The above, in various forms is usually in your mortgage.  It means you pay whatever interest rate, if your mortgage has a variable rate that the Bank may set from time to time.  It also means that the Bank is NOT to be out of pocket because of you (meaning of “full indemnity basis”).  So you pay its legal fees as well as your own, any commission any agent may charge them as necessary, any charges or rates that come up because of the property like taxes or stamp duty, any expenses incurred because of you or your property.  If you default and they have to pay a lawyer to get you to pay or to follow certain formalities in order to sell your property, you will have to pay for this.  Granted, these charges in law must be “reasonable”.  You should note, however, an attorney-at-law can agree remuneration at whatever rate with her client, as long as it is not below the minimum set by law.  So watch out.

“The Mortgagors by way of security hereby irrevocably appoint the Mortgagee and the person deriving title under it and separately any receiver appointed hereunder severally to be their attorney”

A Power of Attorney is granted by you when you sign the mortgage to: the Bank, whomever the Bank assigns the mortgage to and, the receiver the Bank may appoint.
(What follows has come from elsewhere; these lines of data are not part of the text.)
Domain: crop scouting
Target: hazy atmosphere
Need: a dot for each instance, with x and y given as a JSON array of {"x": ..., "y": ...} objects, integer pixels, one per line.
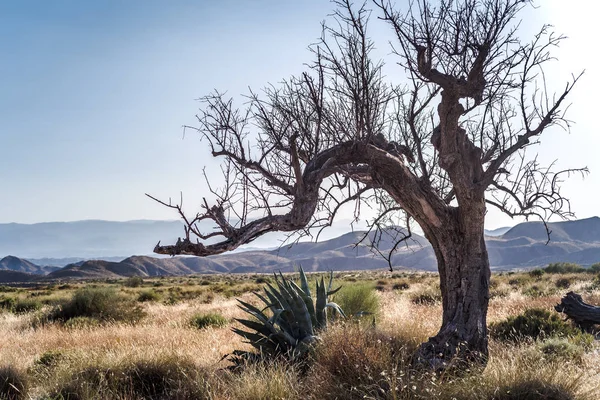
[
  {"x": 94, "y": 96},
  {"x": 299, "y": 200}
]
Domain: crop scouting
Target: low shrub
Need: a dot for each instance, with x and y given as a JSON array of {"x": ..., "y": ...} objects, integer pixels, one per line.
[
  {"x": 148, "y": 295},
  {"x": 14, "y": 384},
  {"x": 202, "y": 321},
  {"x": 81, "y": 323},
  {"x": 563, "y": 283},
  {"x": 535, "y": 291},
  {"x": 23, "y": 306},
  {"x": 427, "y": 297},
  {"x": 564, "y": 268},
  {"x": 401, "y": 286},
  {"x": 100, "y": 303},
  {"x": 536, "y": 323},
  {"x": 535, "y": 389},
  {"x": 561, "y": 349},
  {"x": 358, "y": 300},
  {"x": 536, "y": 273},
  {"x": 7, "y": 303},
  {"x": 161, "y": 378},
  {"x": 262, "y": 280},
  {"x": 594, "y": 268},
  {"x": 49, "y": 359},
  {"x": 133, "y": 281}
]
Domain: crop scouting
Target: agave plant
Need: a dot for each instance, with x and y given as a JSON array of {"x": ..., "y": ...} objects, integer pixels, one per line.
[{"x": 292, "y": 321}]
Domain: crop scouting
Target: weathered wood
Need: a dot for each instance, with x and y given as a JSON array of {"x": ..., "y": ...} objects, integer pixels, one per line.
[{"x": 583, "y": 314}]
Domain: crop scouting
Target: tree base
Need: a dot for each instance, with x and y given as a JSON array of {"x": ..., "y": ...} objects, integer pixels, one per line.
[{"x": 449, "y": 354}]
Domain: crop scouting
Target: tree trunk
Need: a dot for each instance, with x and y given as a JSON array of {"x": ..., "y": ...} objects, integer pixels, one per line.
[{"x": 464, "y": 270}]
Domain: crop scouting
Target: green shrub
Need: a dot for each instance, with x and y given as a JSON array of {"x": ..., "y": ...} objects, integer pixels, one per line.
[
  {"x": 148, "y": 295},
  {"x": 594, "y": 268},
  {"x": 133, "y": 281},
  {"x": 81, "y": 323},
  {"x": 358, "y": 300},
  {"x": 49, "y": 358},
  {"x": 101, "y": 303},
  {"x": 401, "y": 286},
  {"x": 536, "y": 323},
  {"x": 533, "y": 389},
  {"x": 564, "y": 268},
  {"x": 7, "y": 303},
  {"x": 561, "y": 349},
  {"x": 534, "y": 291},
  {"x": 13, "y": 384},
  {"x": 162, "y": 378},
  {"x": 288, "y": 323},
  {"x": 201, "y": 321},
  {"x": 536, "y": 273},
  {"x": 563, "y": 283},
  {"x": 22, "y": 306},
  {"x": 427, "y": 297},
  {"x": 262, "y": 280}
]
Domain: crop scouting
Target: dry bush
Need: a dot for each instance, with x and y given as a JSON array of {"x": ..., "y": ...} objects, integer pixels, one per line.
[
  {"x": 263, "y": 381},
  {"x": 14, "y": 383},
  {"x": 167, "y": 377},
  {"x": 356, "y": 361}
]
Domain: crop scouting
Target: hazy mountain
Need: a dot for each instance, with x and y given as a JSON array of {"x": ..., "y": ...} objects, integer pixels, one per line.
[
  {"x": 521, "y": 247},
  {"x": 497, "y": 231},
  {"x": 9, "y": 276},
  {"x": 85, "y": 239},
  {"x": 61, "y": 243},
  {"x": 20, "y": 265}
]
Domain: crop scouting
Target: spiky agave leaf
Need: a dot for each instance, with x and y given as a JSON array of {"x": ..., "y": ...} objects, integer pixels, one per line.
[{"x": 294, "y": 318}]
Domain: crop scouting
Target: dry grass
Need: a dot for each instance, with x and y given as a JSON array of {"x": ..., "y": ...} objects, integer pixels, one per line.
[{"x": 352, "y": 360}]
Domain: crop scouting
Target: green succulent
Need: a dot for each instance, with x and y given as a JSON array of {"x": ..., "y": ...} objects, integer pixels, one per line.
[{"x": 292, "y": 321}]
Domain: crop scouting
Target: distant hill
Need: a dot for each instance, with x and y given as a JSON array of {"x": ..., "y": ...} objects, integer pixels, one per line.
[
  {"x": 523, "y": 246},
  {"x": 8, "y": 276},
  {"x": 582, "y": 230},
  {"x": 85, "y": 239},
  {"x": 20, "y": 265},
  {"x": 497, "y": 231}
]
This Power of Attorney cannot be revoked.  Those of you who don’t watch soap operas should note that it means the Bank can act for you to do whatever is necessary to protect or realise its security.  That same clause, further down, will usually say that it can ask you to sign whatever is necessary for this purpose.  If you don’t sign, you are in breach of the mortgage contract.

“Any notice or demand for payment by the Mortgagee hereunder shall without prejudice to any other effective mode of making the same be deemed to have been properly served on the Mortgagors if served on the Mortgagors or their personal representatives personally or delivered or sent by registered letter post telex facsimile or cable to the Mortgagors or their personal representatives at their usual or last known place of abode or business.”

You may be tempted to say that you have not received whatever letter or notice and therefore you cannot be held responsible for the consequences.  Don’t be silly.  When you signed the Deed, you agreed that if it is sent to your address or last known address or to your representative, by any of the above means, you are served.  Don’t change the rules of the game now you have your hands on the Bank’s money and it becomes inconvenient for you to repay it.  What you should do is notify the Bank if you change address, get divorced, move to Miami, or have issues getting mail and provide a better address.  I have seen people end up having to work and repay a balance owed, after the sale of the property, which is higher than the amount borrowed.  Why?  It could be many factors but too many times it’s because they avoided notifications, paying the debt or dealing with the inevitable sale of the property until the interest and charges were ridiculous.  This is a heavy obligation you are undertaking.  Act the part.

It’ll help you to appreciate those spectacular views and the walk-in closet.